SoundCompass: A Distributed MEMS Microphone Array-Based Sensor for Sound Source Localization
Sound source localization is a well-researched subject with applications ranging from localizing sniper fire in urban battlefields to cataloging wildlife in rural areas. One critical application is the localization of noise pollution sources in urban environments, due to an increasing body of evidence linking noise pollution to adverse effects on human health. Current noise mapping techniques often fail to accurately identify noise pollution sources, because they rely on the interpolation of a limited number of scattered sound sensors.

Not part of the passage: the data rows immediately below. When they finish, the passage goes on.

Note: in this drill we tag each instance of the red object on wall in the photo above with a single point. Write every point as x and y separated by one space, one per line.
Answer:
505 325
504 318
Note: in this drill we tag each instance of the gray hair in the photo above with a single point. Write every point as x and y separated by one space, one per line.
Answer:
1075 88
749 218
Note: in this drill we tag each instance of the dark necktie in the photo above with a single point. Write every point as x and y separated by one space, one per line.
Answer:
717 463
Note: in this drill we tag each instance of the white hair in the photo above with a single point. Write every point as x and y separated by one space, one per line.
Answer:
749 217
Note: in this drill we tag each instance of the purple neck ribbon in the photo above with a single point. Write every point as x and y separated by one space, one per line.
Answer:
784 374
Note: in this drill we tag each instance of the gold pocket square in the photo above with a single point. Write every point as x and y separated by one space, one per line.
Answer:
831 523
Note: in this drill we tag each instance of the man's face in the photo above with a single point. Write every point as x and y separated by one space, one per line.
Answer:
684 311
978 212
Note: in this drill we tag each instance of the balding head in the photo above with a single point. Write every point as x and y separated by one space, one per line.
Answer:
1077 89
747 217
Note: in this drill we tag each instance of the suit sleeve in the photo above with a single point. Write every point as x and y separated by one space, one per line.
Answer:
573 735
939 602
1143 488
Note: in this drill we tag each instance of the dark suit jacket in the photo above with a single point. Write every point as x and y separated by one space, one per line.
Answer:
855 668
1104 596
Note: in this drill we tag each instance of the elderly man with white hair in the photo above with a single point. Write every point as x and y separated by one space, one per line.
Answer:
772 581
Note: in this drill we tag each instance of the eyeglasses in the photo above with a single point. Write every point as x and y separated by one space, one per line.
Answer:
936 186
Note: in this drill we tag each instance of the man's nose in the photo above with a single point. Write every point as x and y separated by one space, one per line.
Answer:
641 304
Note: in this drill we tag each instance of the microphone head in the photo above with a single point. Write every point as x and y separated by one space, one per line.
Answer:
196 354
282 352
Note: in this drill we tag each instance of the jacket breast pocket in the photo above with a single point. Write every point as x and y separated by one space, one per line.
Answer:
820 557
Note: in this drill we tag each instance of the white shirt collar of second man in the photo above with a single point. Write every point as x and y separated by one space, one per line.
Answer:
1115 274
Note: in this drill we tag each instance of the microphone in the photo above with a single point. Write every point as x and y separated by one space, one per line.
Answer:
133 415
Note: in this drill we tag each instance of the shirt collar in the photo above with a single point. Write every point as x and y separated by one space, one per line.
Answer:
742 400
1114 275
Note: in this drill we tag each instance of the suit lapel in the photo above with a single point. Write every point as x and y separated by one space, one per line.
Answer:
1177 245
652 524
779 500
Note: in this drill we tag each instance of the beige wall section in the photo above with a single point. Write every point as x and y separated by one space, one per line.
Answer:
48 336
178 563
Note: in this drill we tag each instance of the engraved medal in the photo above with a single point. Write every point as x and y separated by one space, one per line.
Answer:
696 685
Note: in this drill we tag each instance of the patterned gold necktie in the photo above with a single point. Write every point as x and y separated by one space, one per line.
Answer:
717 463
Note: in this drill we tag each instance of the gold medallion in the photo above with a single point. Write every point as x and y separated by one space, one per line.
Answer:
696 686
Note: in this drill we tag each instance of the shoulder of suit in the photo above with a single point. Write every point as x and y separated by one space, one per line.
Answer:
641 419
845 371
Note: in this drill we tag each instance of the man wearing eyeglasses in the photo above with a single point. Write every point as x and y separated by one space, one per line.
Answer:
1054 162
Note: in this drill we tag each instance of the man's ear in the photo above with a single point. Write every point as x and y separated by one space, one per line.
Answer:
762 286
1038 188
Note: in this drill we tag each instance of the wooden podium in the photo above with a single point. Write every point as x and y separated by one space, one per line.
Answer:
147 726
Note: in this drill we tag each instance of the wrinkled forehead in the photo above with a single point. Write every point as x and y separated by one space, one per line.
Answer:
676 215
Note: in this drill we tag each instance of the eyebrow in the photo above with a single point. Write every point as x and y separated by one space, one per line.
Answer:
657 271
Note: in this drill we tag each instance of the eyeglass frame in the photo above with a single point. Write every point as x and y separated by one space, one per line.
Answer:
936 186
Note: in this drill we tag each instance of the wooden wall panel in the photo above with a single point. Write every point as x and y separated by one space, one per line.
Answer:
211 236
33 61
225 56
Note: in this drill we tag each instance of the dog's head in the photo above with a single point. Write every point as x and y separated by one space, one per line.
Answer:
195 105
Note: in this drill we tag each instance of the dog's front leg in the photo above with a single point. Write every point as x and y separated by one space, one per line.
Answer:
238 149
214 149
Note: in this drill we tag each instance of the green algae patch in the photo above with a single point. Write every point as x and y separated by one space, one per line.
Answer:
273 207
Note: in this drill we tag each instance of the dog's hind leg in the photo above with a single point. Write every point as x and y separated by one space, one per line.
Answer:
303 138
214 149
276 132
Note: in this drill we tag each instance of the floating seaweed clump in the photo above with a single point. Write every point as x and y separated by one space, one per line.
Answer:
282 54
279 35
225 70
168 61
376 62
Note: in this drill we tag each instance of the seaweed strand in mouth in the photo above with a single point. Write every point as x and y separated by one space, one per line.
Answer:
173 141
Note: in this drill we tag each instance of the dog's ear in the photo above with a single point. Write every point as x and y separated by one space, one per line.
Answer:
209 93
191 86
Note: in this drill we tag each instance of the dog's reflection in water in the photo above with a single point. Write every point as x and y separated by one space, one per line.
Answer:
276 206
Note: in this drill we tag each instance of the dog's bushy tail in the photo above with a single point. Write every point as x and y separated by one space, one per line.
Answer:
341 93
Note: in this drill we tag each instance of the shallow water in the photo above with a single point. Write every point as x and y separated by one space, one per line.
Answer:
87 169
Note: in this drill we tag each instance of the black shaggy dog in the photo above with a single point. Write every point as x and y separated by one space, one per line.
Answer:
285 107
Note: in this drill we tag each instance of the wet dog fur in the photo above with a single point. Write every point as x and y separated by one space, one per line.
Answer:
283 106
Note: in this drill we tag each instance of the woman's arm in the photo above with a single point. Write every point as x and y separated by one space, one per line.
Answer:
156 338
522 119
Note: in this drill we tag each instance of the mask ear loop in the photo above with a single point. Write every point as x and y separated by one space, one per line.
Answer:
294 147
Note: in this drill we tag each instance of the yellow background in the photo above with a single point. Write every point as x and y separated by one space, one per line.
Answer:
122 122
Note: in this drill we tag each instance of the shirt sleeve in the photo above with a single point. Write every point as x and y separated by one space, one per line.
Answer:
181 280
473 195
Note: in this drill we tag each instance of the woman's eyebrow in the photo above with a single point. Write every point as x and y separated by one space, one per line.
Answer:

Aiming to produce accurate noise pollution maps, we developed the SoundCompass, a low-cost sound sensor capable of measuring local noise levels and sound field directionality. Our first prototype is composed of a sensor array of 52 Microelectromechanical systems (MEMS) microphones, an inertial measuring unit and a low-power field-programmable gate array (FPGA). This article presents the SoundCompass’s hardware and firmware design together with a data fusion technique that exploits the sensing capabilities of the SoundCompass in a wireless sensor network to localize noise pollution sources. Live tests produced a sound source localization accuracy of a few centimeters in a 25-m2 anechoic chamber, while simulation results accurately located up to five broadband sound sources in a 10,000-m2 open field.